HERMOGENES: I cannot answer you, Socrates; but I find a difficulty in changing my opinion all in a moment, and I think that I should be more readily persuaded, if you would show me what this is which you term the natural fitness of names.

SOCRATES: My good Hermogenes, I have none to show. Was I not telling you just now (but you have forgotten), that I knew nothing, and proposing to share the enquiry with you? But now that you and I have talked over the matter, a step has been gained; for we have discovered that names have by nature a truth, and that not every man knows how to give a thing a name.

HERMOGENES: Very good.

SOCRATES: And what is the nature of this truth or correctness of names? That, if you care to know, is the next question.

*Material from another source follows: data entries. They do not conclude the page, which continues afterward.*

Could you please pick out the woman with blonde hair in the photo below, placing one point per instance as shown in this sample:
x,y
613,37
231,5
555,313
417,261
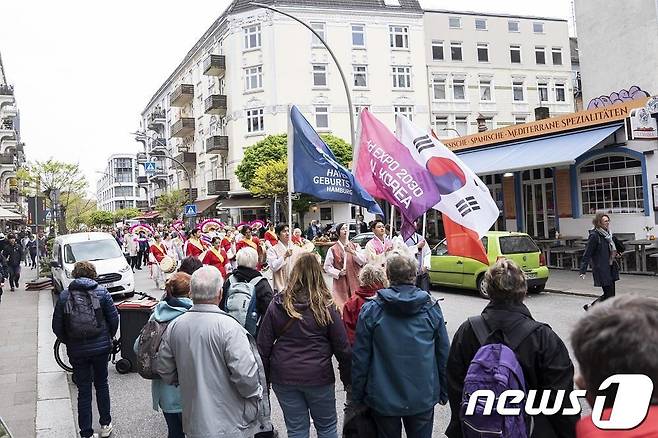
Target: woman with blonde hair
x,y
300,333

HERMOGENES: Certainly, I care to know.

SOCRATES: Then reflect.

HERMOGENES: How shall I reflect?

SOCRATES: The true way is to have the assistance of those who know, and you must pay them well both in money and in thanks; these are the Sophists, of whom your brother, Callias, has—rather dearly—bought the reputation of wisdom. But you have not yet come into your inheritance, and therefore you had better go to him, and beg and entreat him to tell you what he has learnt from Protagoras about the fitness of names.

HERMOGENES: But how inconsistent should I be, if, whilst repudiating Protagoras and his truth (“Truth” was the title of the book of Protagoras; compare Theaet.), I were to attach any value to what he and his book affirm!

SOCRATES: Then if you despise him, you must learn of Homer and the poets.